Revolutionize your testing and boost productivity by 30% with Abstracta Copilot!
Our AI-powered assistant quickly generates user stories, tests cases, and manages instant system documentation.

Measuring QA and QE Effectiveness

Teams often look at metrics and dashboards, but the real insights emerge when people gather to interpret what those numbers are telling them about how they work and what users actually experience.

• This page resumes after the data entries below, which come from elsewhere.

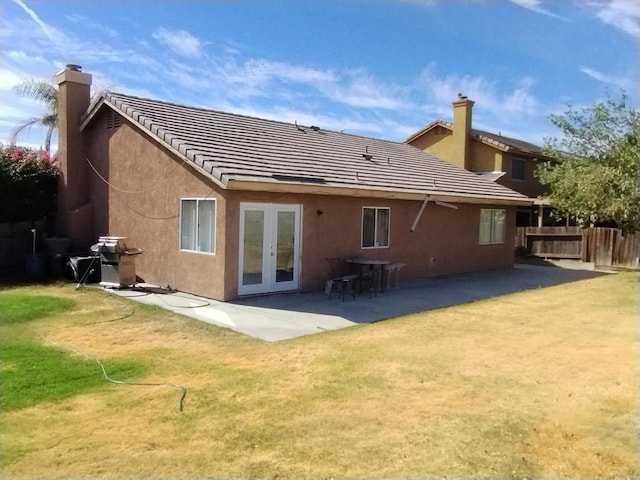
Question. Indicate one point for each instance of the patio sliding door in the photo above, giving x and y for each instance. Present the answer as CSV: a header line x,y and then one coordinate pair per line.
x,y
269,257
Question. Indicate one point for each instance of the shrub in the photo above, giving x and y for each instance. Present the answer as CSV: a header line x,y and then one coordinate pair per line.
x,y
28,184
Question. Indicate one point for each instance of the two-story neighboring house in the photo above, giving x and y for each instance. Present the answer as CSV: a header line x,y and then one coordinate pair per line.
x,y
507,161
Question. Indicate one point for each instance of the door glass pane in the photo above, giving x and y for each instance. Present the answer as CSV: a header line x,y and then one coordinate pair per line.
x,y
368,227
188,225
252,247
285,232
382,227
206,223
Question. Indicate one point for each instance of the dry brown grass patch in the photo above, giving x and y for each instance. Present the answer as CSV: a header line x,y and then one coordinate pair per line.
x,y
537,384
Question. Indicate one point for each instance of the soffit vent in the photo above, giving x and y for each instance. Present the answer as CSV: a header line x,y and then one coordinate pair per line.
x,y
114,120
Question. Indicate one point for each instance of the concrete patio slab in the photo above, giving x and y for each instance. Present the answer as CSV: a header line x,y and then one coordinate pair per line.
x,y
284,316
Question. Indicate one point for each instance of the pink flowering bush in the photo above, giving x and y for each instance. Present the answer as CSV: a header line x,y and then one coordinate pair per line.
x,y
28,184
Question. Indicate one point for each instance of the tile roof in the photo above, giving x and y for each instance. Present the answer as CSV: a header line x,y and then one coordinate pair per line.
x,y
234,148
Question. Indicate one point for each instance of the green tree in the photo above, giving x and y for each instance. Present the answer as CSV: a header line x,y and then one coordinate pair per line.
x,y
47,94
595,175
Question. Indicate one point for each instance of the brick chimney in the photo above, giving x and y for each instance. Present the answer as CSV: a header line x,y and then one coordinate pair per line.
x,y
75,211
462,110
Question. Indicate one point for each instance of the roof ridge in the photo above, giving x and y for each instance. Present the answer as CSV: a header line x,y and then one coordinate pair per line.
x,y
240,115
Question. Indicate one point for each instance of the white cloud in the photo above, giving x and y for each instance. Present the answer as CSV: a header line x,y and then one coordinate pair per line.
x,y
621,14
619,81
52,33
535,6
179,41
86,22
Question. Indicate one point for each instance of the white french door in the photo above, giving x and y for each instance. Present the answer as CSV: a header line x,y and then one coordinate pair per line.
x,y
269,257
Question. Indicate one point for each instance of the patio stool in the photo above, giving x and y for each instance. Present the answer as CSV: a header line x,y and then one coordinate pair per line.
x,y
340,284
392,274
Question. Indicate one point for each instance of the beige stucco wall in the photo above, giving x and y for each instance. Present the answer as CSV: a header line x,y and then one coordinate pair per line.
x,y
485,158
147,211
530,186
438,145
142,204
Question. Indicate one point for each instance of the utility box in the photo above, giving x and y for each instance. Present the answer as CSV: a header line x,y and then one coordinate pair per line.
x,y
117,262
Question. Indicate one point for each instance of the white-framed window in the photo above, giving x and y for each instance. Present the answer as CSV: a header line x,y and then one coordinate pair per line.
x,y
198,225
375,227
518,169
492,225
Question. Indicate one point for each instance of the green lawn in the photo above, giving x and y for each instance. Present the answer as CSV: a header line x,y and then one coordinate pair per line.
x,y
32,370
536,384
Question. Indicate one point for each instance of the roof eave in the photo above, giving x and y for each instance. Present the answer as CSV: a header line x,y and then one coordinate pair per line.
x,y
263,185
187,159
425,129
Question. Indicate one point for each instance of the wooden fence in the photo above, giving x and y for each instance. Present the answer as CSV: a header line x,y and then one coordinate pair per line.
x,y
601,246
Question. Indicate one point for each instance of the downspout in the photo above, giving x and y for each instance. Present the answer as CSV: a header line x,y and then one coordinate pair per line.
x,y
417,219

  • Defect detection rate opens the door to honest discussions. When the team reviews this number, it’s not about pride or blame. Instead, they start asking which kinds of bugs slip through and why, who was part of the conversation when requirements were defined, and how early feedback is reaching the people who need it most. Shifts in this rate can reveal changing dynamics between roles, communication habits, or even cultural changes within a team.
  • Test coverage percentage becomes meaningful only when paired with an understanding of business risk and context. Coverage reviews trigger dialogue about what parts of the application matter most right now, whether recent changes have shifted priorities, and which areas have quietly become technical debt.
  • Mean time to failure is never simply a metric. When the number drops or spikes, it prompts the team to retrace their steps: how were recent deployments managed, what patterns are emerging in incidents, and how do those findings shape the way future testing is planned and resourced?
  • User satisfaction scores lead teams outside the technical sphere and back to real users. These conversations can uncover subtle usability issues, hidden friction in workflows, or places where expectations diverge from the product’s promise. In the best teams, this feedback becomes part of sprint planning and even day-to-day standups.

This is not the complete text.